Some people think that children who have been abused will feel grateful to be with another family. However, most children truly care about their parents, siblings, and other kin. Even though they have been abused, there probably were some good family times, too. One of the biggest challenges in fostering is to be sure that children never feel they have to “choose” between families, and that one family isn’t “better” than another. It takes patience, skill, and training to help children understand that birth families and foster families are different. It is okay to care about all our families.
What is involved in training?
Our agency requires prospective foster/adoptive parents to complete an average of 40 hours of training. Also, 40 hours of observation will be required if licensed as a Therapeutic Home. All of the required hours will be coordinated by the agency. State law provides licensing standards for foster/adoptive homes. The licensing standards exist to help the agency protect and safeguard the wellbeing of children in its care. In addition to these standards, our agency also has some requirements to help determine the appropriateness of foster/adoptive families who have applied to New Horizons.
What is involved in the licensing process?
Our agency will complete a background check for all adults and children age 14 and above in the prospective foster family to make sure they have never been the subject of any abuse or neglect report involving a child.
We are asking you to disclose very personal information to our agency, and understand that you may feel some discomfort and anxiety discussing these matters. We appreciate your willingness to share such personal information with us, and can assure you that everything you share with us is kept strictly confidential. Your interest in helping children means we have to work together as a team to achieve our mutual goals. An honest and open discussion between prospective foster parents and our agency is the beginning of a teamwork relationship that will benefit children. Thank you for your understanding and cooperation.

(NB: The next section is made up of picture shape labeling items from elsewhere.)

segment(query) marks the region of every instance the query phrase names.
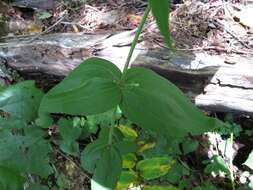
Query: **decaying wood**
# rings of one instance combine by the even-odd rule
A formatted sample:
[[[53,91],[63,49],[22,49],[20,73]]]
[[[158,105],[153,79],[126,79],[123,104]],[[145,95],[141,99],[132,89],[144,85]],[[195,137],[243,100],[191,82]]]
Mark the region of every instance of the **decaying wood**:
[[[134,31],[128,31],[5,39],[0,43],[0,60],[22,75],[37,79],[61,80],[91,56],[108,59],[122,69],[133,35]],[[142,41],[131,66],[147,67],[164,76],[206,110],[253,114],[252,60],[239,57],[231,65],[221,56],[171,53],[149,48]]]

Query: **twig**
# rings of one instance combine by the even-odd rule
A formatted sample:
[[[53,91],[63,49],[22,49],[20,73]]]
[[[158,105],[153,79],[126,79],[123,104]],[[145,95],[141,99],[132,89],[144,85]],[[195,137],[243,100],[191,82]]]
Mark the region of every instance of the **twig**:
[[[226,53],[236,53],[236,54],[248,54],[248,55],[253,55],[252,51],[243,51],[243,50],[235,50],[235,49],[226,49],[226,48],[221,48],[221,47],[216,47],[216,46],[208,46],[208,47],[199,47],[199,48],[190,48],[190,49],[176,49],[178,51],[201,51],[201,50],[216,50],[216,51],[221,51],[221,52],[226,52]]]
[[[242,44],[244,47],[250,49],[251,47],[246,44],[245,42],[243,42],[240,38],[238,38],[233,32],[231,32],[230,30],[228,30],[226,27],[224,27],[219,21],[214,21],[213,22],[214,25],[216,25],[218,28],[222,28],[223,30],[225,30],[229,35],[231,35],[233,38],[235,38],[238,42],[240,42],[240,44]]]
[[[74,161],[72,160],[72,158],[70,158],[69,156],[65,155],[64,153],[61,152],[61,150],[59,150],[58,148],[56,148],[56,152],[58,152],[60,155],[62,155],[66,160],[70,161],[71,163],[73,163],[75,165],[76,168],[78,168],[79,170],[82,171],[82,168]],[[88,178],[90,180],[90,176],[88,176],[86,173],[82,172],[82,174]]]

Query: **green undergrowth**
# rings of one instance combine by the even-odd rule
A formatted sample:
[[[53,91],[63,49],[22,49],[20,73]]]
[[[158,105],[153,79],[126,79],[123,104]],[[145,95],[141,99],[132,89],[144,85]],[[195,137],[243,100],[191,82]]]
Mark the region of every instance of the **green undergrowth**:
[[[207,116],[153,71],[128,68],[150,11],[175,51],[168,10],[167,0],[149,0],[123,71],[92,57],[47,93],[33,81],[1,87],[1,190],[81,189],[76,180],[93,190],[215,190],[211,174],[221,173],[236,188],[231,156],[203,154],[199,169],[188,158],[209,147],[197,140],[208,132],[231,148],[239,127]]]

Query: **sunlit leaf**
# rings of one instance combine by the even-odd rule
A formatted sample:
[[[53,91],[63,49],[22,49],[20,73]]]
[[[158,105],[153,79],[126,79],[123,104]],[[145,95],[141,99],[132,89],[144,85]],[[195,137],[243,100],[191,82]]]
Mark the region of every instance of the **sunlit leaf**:
[[[205,116],[171,82],[144,68],[131,68],[124,78],[120,108],[134,123],[166,137],[202,134],[222,123]]]
[[[117,128],[119,128],[122,134],[127,138],[136,139],[138,136],[137,132],[134,129],[126,125],[118,125]]]
[[[249,154],[247,160],[243,164],[253,170],[253,151]]]
[[[42,99],[40,113],[92,115],[117,106],[120,70],[111,62],[89,58]]]
[[[174,163],[170,157],[156,157],[141,160],[137,163],[136,169],[145,179],[151,180],[166,175]]]
[[[116,190],[127,189],[138,183],[138,175],[134,171],[123,171],[117,183]]]
[[[169,1],[149,0],[152,13],[168,47],[172,47],[169,31]]]

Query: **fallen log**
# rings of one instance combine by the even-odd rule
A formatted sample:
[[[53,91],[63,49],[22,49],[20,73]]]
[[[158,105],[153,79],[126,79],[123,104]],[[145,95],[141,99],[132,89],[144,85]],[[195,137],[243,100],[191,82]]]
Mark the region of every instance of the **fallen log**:
[[[0,43],[0,62],[37,80],[61,80],[91,56],[108,59],[122,69],[133,36],[134,31],[6,38]],[[226,64],[222,56],[171,53],[166,48],[150,48],[141,41],[131,67],[152,69],[175,83],[203,109],[253,115],[253,61],[243,57],[238,60]]]

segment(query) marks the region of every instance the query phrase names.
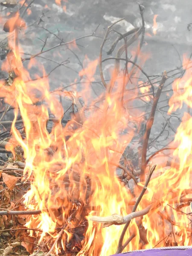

If it becomes clear that the residence, financial situation, application, or background check do not meet the requirements of licensing standards and New Horizons, we will share this information with the prospective foster/adoptive parents. Our commitment to honest and open communication with prospective foster/adoptive parents includes our responsibility to inform you when foster care and/or adoption is not possible because of your family’s current circumstances.
Financial and Legal
What does it cost to foster a child and how do finances work?
Foster/adoptive parents receive a check biweekly to help cover the cost of the child’s food, clothing, personal needs, mileage, and respite care.
The first check will not come the day the child is placed; foster parents need enough extra money in their budgets to support their own family and the new child or children until reimbursement arrives.
Do I have legal and financial responsibility for children placed in my home?
How Do I Start?
What do I do next if I am interested in becoming a foster/adoptive parent?
The only way to know if your home meets these requirements is to see it. We understand that the need to see your entire home may feel intrusive; however, we need to work together for the good of the children. During the visit to your home, we will also conduct an initial interview with both prospective foster/adoptive parents. Some of these questions may be personal, however, we must determine if your family is the “right fit” for our children.
The entire foster/adoptive family verification and training process is reviewed regularly by the New Horizons Foster Care Committee. You have the right, at any time, to stop the process if you do not feel this program is right for you and your family. New Horizons has the right to terminate the licensing process with a prospective family at any time if concerns arise in regards to the ability to provide a safe and nurturing environment for the children in care.